The IPC’s written submission can be found here.

Attending Tuesday’s Digital, Culture, Media and Sport Committee at the Houses of Parliament in London is British Paralympic Association Chief Executive Tim Hollingsworth, 11-time Paralympic gold medallist Baroness Tanni Grey-Thompson and Michael Breen the father of a British Paralympian. Joining via video link from Ottawa, Canada, will be Peter Eriksson, director and head coach at UK Athletics Paralympic Performance from 2009-2013.

The IPC was unable to send anyone to participate in the session due to prior commitments and instead submitted nine pages of written evidence to the Committee.

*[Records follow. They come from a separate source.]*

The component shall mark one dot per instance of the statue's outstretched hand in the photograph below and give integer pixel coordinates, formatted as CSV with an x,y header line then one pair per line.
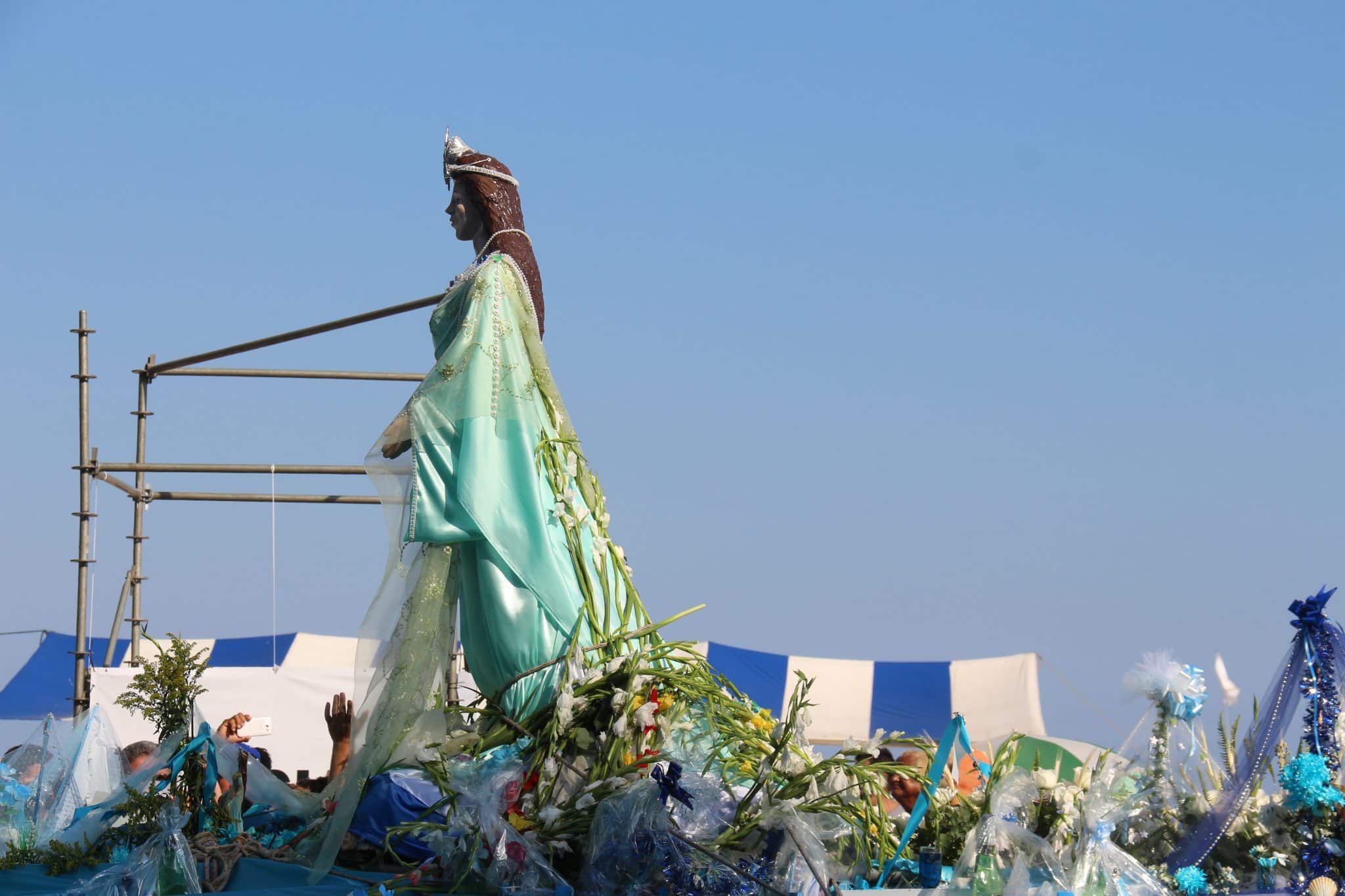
x,y
397,437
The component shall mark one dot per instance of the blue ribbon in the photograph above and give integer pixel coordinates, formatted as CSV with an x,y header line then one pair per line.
x,y
1310,612
669,785
954,734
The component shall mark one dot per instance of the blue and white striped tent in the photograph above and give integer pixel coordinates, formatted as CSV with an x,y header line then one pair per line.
x,y
853,698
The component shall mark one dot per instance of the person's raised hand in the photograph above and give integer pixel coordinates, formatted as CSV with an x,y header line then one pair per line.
x,y
397,437
340,714
229,727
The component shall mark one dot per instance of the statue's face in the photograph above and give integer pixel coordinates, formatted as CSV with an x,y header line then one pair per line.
x,y
462,213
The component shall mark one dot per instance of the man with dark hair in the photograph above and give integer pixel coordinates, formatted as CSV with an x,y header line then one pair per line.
x,y
137,754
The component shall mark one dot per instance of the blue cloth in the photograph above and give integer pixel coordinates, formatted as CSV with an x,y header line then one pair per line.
x,y
395,798
255,876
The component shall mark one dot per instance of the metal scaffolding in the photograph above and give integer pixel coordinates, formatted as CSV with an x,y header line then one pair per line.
x,y
142,495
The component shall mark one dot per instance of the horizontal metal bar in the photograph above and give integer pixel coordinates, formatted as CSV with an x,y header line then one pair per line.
x,y
320,469
110,480
263,498
295,375
155,370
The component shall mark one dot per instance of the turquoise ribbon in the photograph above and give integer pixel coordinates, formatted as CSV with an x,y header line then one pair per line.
x,y
201,742
954,734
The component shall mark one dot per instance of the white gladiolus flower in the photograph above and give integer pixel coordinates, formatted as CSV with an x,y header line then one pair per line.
x,y
793,763
645,715
564,708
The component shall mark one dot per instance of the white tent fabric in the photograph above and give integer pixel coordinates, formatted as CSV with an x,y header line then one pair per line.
x,y
997,695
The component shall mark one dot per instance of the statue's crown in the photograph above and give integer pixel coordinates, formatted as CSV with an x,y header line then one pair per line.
x,y
455,148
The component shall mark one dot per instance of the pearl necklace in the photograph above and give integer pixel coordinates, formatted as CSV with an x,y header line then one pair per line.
x,y
481,257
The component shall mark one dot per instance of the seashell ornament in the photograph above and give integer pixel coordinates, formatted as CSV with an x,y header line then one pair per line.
x,y
1323,887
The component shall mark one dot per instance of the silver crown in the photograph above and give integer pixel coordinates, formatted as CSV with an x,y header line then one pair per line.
x,y
454,150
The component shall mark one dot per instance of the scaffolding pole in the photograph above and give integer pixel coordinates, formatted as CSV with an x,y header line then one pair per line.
x,y
156,370
320,469
263,498
142,495
137,524
294,375
81,695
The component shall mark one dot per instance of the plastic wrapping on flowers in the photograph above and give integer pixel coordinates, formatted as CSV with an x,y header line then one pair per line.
x,y
1101,867
163,864
650,756
1001,849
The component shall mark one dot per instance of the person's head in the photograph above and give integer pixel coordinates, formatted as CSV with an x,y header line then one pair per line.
x,y
483,205
906,789
139,754
26,762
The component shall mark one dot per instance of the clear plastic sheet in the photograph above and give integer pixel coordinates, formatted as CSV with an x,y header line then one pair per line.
x,y
159,867
91,825
93,771
37,767
502,857
1102,868
803,861
630,843
1001,853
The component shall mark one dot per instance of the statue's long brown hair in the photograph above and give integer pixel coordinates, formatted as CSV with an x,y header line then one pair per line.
x,y
500,209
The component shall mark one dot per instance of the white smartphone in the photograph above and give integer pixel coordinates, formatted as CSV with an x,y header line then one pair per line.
x,y
256,727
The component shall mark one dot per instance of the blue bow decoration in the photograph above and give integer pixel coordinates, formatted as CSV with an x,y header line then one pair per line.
x,y
1312,612
669,785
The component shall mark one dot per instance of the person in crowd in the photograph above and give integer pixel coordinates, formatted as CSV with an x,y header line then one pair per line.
x,y
26,762
139,754
906,789
340,714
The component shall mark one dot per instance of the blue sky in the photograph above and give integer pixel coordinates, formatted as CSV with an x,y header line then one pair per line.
x,y
894,331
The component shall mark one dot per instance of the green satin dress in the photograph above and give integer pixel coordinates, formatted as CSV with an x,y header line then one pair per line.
x,y
496,477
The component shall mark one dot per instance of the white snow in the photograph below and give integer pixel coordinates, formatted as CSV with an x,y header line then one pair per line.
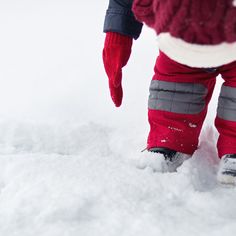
x,y
71,163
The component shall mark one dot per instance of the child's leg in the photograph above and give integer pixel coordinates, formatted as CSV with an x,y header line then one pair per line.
x,y
226,113
178,101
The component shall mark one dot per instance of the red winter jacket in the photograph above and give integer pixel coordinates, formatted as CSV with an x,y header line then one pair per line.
x,y
200,33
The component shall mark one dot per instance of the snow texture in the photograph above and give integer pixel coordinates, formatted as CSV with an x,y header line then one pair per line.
x,y
71,163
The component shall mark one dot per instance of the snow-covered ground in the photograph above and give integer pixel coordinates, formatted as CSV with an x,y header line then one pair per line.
x,y
71,163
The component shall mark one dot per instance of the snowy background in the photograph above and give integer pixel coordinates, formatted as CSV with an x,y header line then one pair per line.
x,y
70,162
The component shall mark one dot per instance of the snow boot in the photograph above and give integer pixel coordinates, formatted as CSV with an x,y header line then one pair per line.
x,y
227,170
172,159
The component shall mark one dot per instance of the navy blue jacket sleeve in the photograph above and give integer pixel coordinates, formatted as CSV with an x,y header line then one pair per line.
x,y
120,18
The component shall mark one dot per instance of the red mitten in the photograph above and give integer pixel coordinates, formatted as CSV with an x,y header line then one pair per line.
x,y
116,53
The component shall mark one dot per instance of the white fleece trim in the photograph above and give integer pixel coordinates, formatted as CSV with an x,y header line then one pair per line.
x,y
195,55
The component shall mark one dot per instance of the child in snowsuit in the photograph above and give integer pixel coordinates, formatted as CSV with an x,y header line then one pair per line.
x,y
197,42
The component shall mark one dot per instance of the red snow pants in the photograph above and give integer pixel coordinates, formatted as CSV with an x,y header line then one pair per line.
x,y
178,101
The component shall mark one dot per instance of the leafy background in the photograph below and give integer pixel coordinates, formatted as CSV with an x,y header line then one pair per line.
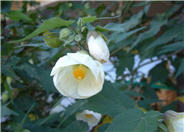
x,y
139,34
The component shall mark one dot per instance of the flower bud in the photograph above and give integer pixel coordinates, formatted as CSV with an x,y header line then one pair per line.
x,y
174,121
52,39
80,22
97,46
5,96
64,33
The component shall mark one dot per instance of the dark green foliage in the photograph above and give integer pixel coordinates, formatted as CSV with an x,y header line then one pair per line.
x,y
27,61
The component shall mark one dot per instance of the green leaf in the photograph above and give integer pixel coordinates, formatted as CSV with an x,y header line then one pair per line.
x,y
119,36
159,73
154,29
168,35
162,128
101,29
180,69
172,47
110,101
5,111
89,19
134,120
18,15
69,111
131,23
49,24
5,6
77,126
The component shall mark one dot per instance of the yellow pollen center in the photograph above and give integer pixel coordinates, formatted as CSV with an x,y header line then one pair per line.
x,y
79,72
88,115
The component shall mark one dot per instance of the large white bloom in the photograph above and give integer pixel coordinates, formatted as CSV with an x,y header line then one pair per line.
x,y
92,118
97,46
77,75
174,121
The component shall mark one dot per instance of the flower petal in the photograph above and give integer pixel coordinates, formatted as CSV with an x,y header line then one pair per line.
x,y
90,86
66,84
86,60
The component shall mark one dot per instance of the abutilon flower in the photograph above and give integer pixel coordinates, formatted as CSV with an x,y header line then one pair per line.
x,y
97,46
174,121
78,75
92,118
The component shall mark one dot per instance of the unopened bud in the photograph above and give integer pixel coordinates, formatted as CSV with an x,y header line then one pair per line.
x,y
64,33
52,39
97,46
174,121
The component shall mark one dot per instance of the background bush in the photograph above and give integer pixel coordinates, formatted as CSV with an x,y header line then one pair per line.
x,y
138,34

The evidence explains the process of classification, the IPC complaints procedure and provides answers to a number of allegations made previously.

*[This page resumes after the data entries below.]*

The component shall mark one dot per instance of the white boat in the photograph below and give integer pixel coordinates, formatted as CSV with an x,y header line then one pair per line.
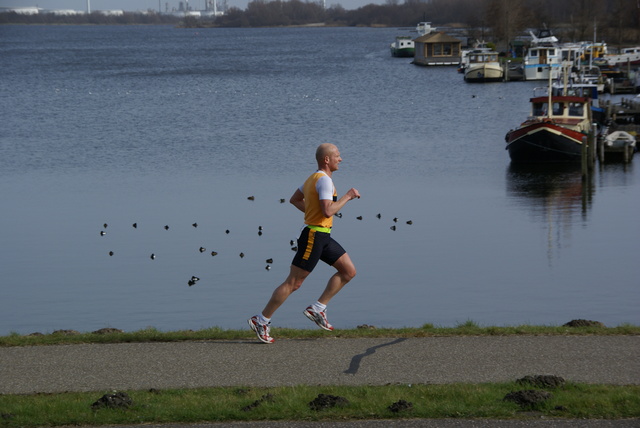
x,y
626,56
483,67
619,140
479,47
403,47
542,62
424,28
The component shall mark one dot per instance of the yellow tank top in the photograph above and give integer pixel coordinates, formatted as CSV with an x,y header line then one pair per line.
x,y
313,215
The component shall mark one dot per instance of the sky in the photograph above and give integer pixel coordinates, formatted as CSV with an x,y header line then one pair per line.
x,y
133,5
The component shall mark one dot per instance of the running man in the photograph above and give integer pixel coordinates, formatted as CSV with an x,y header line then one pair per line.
x,y
318,199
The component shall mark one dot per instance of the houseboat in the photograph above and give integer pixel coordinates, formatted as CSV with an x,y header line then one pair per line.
x,y
437,49
403,47
483,67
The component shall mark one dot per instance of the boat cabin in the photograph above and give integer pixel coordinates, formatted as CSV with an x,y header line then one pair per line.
x,y
437,49
540,61
571,111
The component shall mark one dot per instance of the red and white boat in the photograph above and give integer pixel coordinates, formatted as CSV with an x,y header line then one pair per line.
x,y
554,132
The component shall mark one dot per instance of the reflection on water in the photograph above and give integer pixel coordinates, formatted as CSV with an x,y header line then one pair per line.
x,y
554,194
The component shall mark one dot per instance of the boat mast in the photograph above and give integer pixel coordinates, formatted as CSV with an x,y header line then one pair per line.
x,y
550,90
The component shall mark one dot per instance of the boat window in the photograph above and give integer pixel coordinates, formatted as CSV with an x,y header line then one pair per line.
x,y
540,109
558,108
442,49
576,109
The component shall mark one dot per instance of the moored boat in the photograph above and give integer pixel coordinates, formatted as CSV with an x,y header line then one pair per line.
x,y
483,67
555,130
626,56
403,47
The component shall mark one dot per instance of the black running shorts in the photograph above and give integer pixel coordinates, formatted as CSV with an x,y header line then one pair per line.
x,y
313,246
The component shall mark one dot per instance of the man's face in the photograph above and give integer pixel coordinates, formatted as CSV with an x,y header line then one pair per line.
x,y
334,160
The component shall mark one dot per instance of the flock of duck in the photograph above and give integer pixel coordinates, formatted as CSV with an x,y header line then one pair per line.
x,y
194,279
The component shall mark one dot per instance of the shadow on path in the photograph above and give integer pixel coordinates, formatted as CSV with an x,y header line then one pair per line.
x,y
355,361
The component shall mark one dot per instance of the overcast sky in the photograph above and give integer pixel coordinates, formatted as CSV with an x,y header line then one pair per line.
x,y
132,5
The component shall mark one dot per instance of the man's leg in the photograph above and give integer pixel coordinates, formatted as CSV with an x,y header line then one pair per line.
x,y
345,273
292,283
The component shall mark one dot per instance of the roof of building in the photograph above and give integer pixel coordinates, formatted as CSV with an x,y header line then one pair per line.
x,y
438,37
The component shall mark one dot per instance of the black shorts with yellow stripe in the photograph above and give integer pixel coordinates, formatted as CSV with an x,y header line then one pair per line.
x,y
313,246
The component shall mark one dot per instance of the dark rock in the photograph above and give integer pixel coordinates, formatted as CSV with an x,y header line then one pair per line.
x,y
117,400
108,330
583,323
366,327
66,332
528,398
401,406
266,397
326,401
542,381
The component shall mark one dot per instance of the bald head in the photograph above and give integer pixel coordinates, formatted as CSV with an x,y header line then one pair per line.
x,y
324,150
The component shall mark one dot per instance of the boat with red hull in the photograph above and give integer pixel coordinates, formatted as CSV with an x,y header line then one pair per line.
x,y
555,130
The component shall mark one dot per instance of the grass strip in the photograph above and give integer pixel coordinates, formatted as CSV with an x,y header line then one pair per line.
x,y
468,328
293,404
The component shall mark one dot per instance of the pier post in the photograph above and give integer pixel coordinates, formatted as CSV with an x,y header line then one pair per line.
x,y
592,144
585,169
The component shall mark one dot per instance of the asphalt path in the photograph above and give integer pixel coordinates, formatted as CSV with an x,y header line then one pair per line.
x,y
329,361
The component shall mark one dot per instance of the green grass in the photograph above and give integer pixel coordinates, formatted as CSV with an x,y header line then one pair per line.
x,y
572,401
466,328
292,403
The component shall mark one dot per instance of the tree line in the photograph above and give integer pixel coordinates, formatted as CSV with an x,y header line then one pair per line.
x,y
499,21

Highlights of the report include:

• The IPC investigated complaints made by Mr Breen regarding the classification of some British Para athletes in May 2016. The IPC concluded the athletes were in the correct class

• The 30s class in Para athletics is for athletes with a co-ordination impairment. It is not and never has been just for athletes with cerebral palsy as some people wrongly claim

• The majority of allegations received by the IPC about improper classification have been brought forward by athletes or parents of athletes who either missed out on the final team selection for Rio 2016 or had an issue against the selection of other athletes in the team – in most cases these athletes were direct competitors

• The IPC in September was surprised to learn that an athlete planned to hand back her relay gold medal from the 2014 European Championships. The IPC and World Para Athletics remain unaware of any evidence that the athlete may possess that may question the integrity of her teammates or indicate that they are in the wrong classification. In contrast, World Para Athletics possesses in-depth medical diagnostic information and classifier reports that support and indicate each of the teammates are in the correct class, a class for athletes with co-ordination impairments (i.e., not “cerebral palsy”)

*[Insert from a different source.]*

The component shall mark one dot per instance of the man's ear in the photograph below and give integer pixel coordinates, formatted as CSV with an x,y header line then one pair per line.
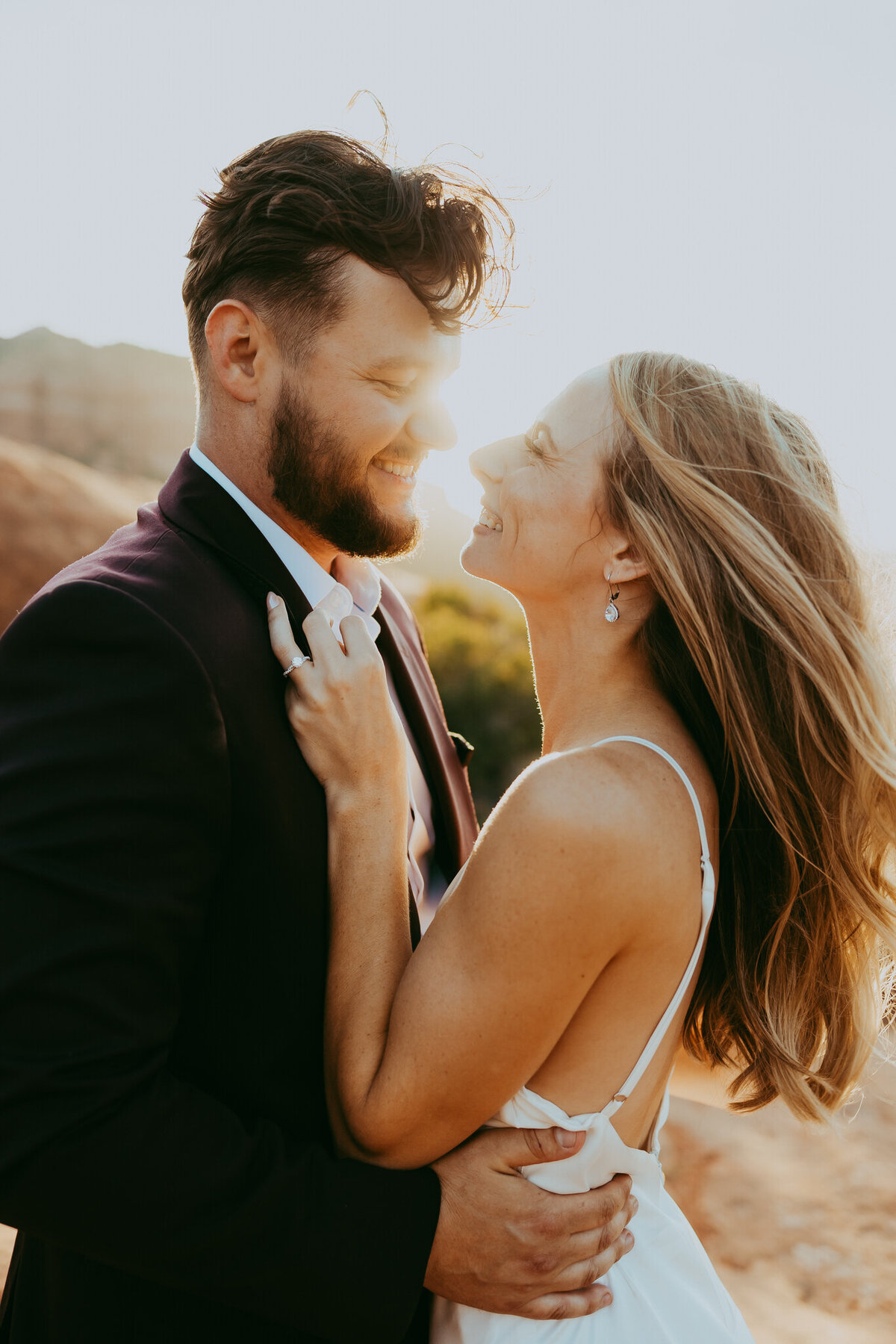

• A growing trend in Para sport in recent years has been for many leading countries to recruit, train and eventually select for major competitions – such as World Championships and the Paralympic Games – athletes at the higher end of a certain class. Countries are not breaking any rules by doing this as the athletes have been internationally classified and are in the correct class

• The IPC remains deeply concerned about the well-being and welfare of all Para athletes, and particularly about the well-being of those athletes who have been subjected to third-party allegations of improper classification. Although the athletes in question never have been named publicly, the athletes in question know full well that the allegations are being directed at them. Such repeated and unfounded allegations are causing undue stress and tension to these athletes.